Brothers and sisters in Christ, today we need to embrace a new way of life, that is the way of Christ. Let us all now take a look at the lives and inspiring examples of two saints who have been made the Patron Saints of Europe for their wonderful many contributions to evangelisation and the conversion of many souls. They are St. Cyril and St. Methodius, who were two brothers highly credited with bringing the Christian faith to the Slavic peoples in Eastern Europe and for codifying the Cyrilic alphabets, named after St. Cyril himself, now widely used in that region.

St. Cyril and St. Methodius were born in Greece and later on were sent on missions to different areas and territories across Eastern Europe and Western Asia, spreading the Christian faith and conducting diplomacy with the foreign powers in the regions they visited. They were then sent to the Slavic areas upon invitation from one of the kings who requested missionaries to evangelise the people who were mostly still pagan then.

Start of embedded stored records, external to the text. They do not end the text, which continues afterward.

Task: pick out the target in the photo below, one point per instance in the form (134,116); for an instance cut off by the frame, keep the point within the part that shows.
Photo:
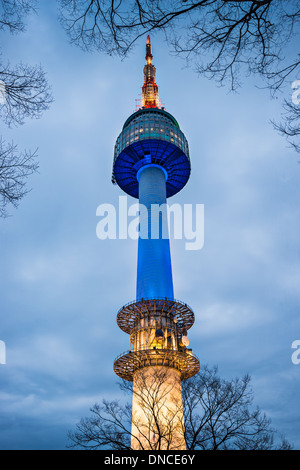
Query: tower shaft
(154,271)
(152,163)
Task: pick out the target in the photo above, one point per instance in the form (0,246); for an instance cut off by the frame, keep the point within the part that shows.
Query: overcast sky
(61,287)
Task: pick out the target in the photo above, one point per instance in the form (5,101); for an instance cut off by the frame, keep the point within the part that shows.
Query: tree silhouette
(223,39)
(218,415)
(24,93)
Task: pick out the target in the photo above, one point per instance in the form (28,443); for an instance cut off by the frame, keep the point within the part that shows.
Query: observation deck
(151,136)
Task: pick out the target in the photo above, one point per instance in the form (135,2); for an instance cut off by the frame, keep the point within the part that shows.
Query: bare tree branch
(218,414)
(15,168)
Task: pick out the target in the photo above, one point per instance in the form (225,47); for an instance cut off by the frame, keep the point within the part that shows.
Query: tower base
(157,411)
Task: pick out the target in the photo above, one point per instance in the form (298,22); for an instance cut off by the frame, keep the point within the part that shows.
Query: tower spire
(150,97)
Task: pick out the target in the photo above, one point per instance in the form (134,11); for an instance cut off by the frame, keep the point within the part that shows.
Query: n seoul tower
(151,163)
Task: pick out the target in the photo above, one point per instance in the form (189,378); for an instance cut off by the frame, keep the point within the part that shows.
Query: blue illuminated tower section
(151,163)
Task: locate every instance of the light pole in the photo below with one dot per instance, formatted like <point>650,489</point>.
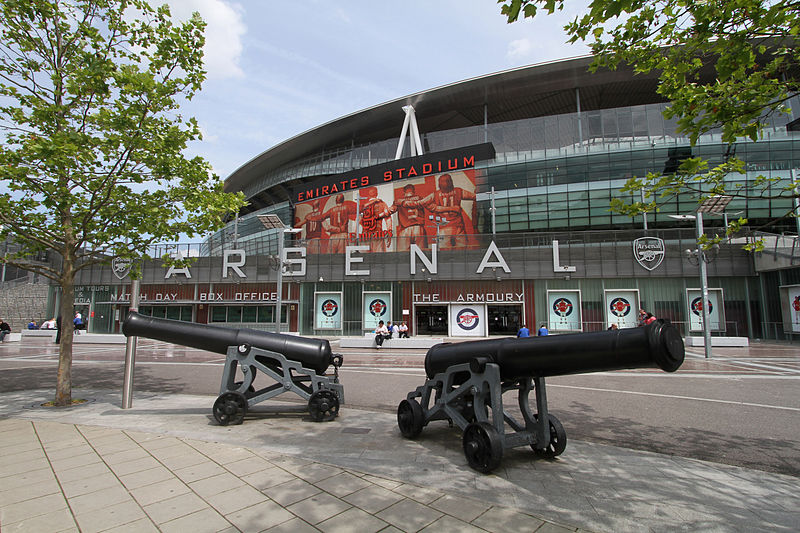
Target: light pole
<point>274,222</point>
<point>714,205</point>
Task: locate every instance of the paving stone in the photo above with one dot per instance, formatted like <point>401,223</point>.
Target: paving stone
<point>409,515</point>
<point>109,517</point>
<point>352,520</point>
<point>319,508</point>
<point>203,521</point>
<point>172,508</point>
<point>214,485</point>
<point>373,498</point>
<point>290,492</point>
<point>235,499</point>
<point>342,484</point>
<point>259,517</point>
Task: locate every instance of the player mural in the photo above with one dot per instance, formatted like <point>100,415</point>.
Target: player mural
<point>392,217</point>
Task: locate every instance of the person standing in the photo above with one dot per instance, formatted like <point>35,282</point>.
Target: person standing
<point>5,329</point>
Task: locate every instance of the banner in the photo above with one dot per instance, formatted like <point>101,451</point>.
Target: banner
<point>622,307</point>
<point>564,310</point>
<point>376,306</point>
<point>393,216</point>
<point>716,310</point>
<point>327,310</point>
<point>467,320</point>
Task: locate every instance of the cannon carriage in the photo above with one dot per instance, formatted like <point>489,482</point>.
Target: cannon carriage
<point>295,364</point>
<point>466,382</point>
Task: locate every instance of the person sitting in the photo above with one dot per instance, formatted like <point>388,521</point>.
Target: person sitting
<point>381,334</point>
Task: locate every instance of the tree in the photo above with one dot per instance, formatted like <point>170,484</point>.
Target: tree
<point>91,152</point>
<point>725,65</point>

St. Cyril and St. Methodius dedicated themselves to the mission they have been entrusted with, and did even more than what they have been called to do, in helping not just the conversion of the people but even as mentioned, the ordering of the Slavic alphabets and language, as well as codification of laws and customs modelled on the laws of the Roman Empire and the laws of the Church at that time. They truly showed what it means for us to be Christians, in serving God with all of their heart and might.

Brothers and sisters in Christ, are we able to follow in the footsteps of St. Cyril and St. Methodius? Are we willing to commit ourselves anew to the Lord, and devote our lives from now on with greater love and fidelity to God? Let us all seek to be ever more faithful, each and every days of our lives, making good use of all the opportunities that God has given us in this world. May God be with us always and may He bless us with faith and strength to live our lives according to His will, and heal us from our afflictions. Amen.

Friday, 14 February 2020 : 5th Week of Ordinary Time, Memorial of St. Cyril, Monk and St. Methodius, Bishop, Patron Saints of Europe (Gospel Reading)

Liturgical Colour : White

Mark 7 : 31-37

At that time, again Jesus set out : from the country of Tyre He passed through Sidon and, skirting the sea of Galilee, He came to the territory of Decapolis. There, a deaf man, who also had difficulty in speaking, was brought to Him. They asked Jesus to lay His hand upon him.

Jesus took him apart from the crowd, and put His fingers into the man’s ears, and touched his tongue with spittle. Then, looking up to heaven, He said with a deep sigh, “Ephphata!” that is, “Be opened!”

And immediately, his ears were opened, his tongue was loosened, and he began to speak clearly. Jesus ordered them not to tell anyone about it; but the more He insisted, the more they proclaimed it. The people were completely astonished and said, “He has done all things well; He makes the deaf hear and the dumb speak.”